Di tingkat global, ketegangan geopolitik menjadi salah satu penyebab utama. Ancaman serangan militer oleh AS, yang diungkapkan oleh mantan Presiden Donald Trump terhadap Iran, memicu kepanikan di kalangan investor. Banyak yang memilih untuk beralih ke aset yang lebih aman, mengakibatkan dampak langsung pada pasar saham, termasuk IHSG.

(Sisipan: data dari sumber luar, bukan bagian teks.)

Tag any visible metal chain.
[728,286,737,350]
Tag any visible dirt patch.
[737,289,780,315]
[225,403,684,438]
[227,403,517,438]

David Kurniawan menekankan bahwa tingginya ketidakpastian ini menyebabkan aksi jual jangka pendek terhadap aset berisiko, termasuk saham di pasar berkembang. Dengan pemantauan yang ketat terhadap nilai tukar Rupiah dan harga minyak, para investor diharapkan dapat membuat keputusan yang lebih informasi dalam menghadapi dinamika pasar yang terus berubah. Ke depannya, pemulihan IHSG dan stabilitas nilai tukar akan menjadi fokus utama bagi pelaku pasar.